I constantly see people who discuss their "high availability" setups like this:
- round robin DNS
- round robin DNS with a low TTL and some kind of automated DNS change
The first one is pure confusion. Clients do not "try one and if it fails, lookup again". They lookup, get an address, and assume that's the address. Round robin DNS is fine for load balancing, but not for HA. If you have two IPs in a RRDNS and one goes down, 50% of your clients will continue to hit the down server (unless you have some custom client code, but in this case I'm thinking of web browsers).
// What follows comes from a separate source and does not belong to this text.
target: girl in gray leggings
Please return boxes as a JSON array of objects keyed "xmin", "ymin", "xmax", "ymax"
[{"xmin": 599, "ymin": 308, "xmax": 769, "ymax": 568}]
Even with some low TTL/automated DNS change, it's still weak. There is no guarantee that any nameserver is going to honor your 60-second TTL - I've read some of the big ones ignore anything less than an hour. Second, you're assuming my browser or client will not cache things or that it's cache is short. One example: Internet Explorer caches for 30 minutes by default. FasterFox caches for 1 hour. Etc. And finally, my browser has no idea it's got a "round robin" address - it has no idea that it should check again if the first one doesn't work.
Granted, I think the DNS standard could implement some kind of extension that tags lookups as "there are other addresses you could use". But it doesn't.
So. Am I wrong?
Comments
Yes, you're wrong (partially).
Round robin DNS is not HA, but it can be useful. Think of it more of a poor man's load distribution. It is also the simplest and most fundamental way of doing so. Look up the records for any major website, almost all of them have round robin as it's free and not entirely useless.
All modern browsers do see the multiple IPs in the DNS request and will try the next on the list if the first fails. FireFox (and probably others) caches which one eventually worked and uses it for future requests to that domain. Only the very first request do the down server will be slow while it figures it out, but the rest will be as normal. This of course assumes that the down server is completely unresponsive. If it gives an error code then the browser will think it's fine.
It's not HA but it helps (and it's the best you're likely to get with LEBs). It's not going to get you 100% site uptime but either of those reduces the impact of a failure a little bit:
Thanks. I guess I wasn't aware that browsers get all address...though now that I pause to read the getaddrinfo page, it's plain ("getaddrinfo() returns one or more addrinfo structures"). Probably the same on Windows/Mac-based libraries.
I thought its the OS that runs the DNS lookup, and the browser just simply gets the for it?
>
getaddrinfo() is POSIX, but a similar version also exist on Windows.
WHT had this debate on Round Robin DNS further along in this thread at http://www.webhostingtalk.com/showthread.php?t=1117385 nice read as it gets more technical further into the thread by folks have had hands on experience with it including how the browser deals with it.
"mugo" in that thread is wrong and pushing out of date crap on the subject. Maybe once upon a time 10+ years ago it was correct.
It does not matter either way as the OS's lookup is perfectly capable of returning multiple A records. For example, on Windows:
Please always bear in mind that a number of recurrsive DNS servers do not respect TTL so DNS should never be used for HA.
Quick question, how do you do the green boxes?
I do a greater than symbol > then a space and then enclose everything in double quotes "". For a quotation.
For a green box, put four extra spaces in front of every line.
If there's still any disbelievers, here's an ancient piece of Mozilla documentation http://www-archive.mozilla.org/docs/netlib/dns.html Read under the round robin support heading.
If they managed to implement it god knows how many years ago I would assume all modern browsers have.
It's not really any use for HA, as routers, browsers, isps etc cache the DNS result, and ignore your TTLs
Also, for those using Cloudflare, it will only try one IP per page load rather than using browser-like retry behaviour. The backend IP to use appears to be selected at random and, if it's down, it'll either serve a cached version or throw an error message.
Rather than doing round-robin you'd want a DNS server that had testing implemented within its core. For example 4psa DNS allows you to setup tests for records (for example ping this ip) and if the test fails the IP is removed from DNS.
With powerdns you can do some very fancy custom coding to develop tests etc.
The main problem with DNS is always going to be DNS Cache as @othellorob has pointed out.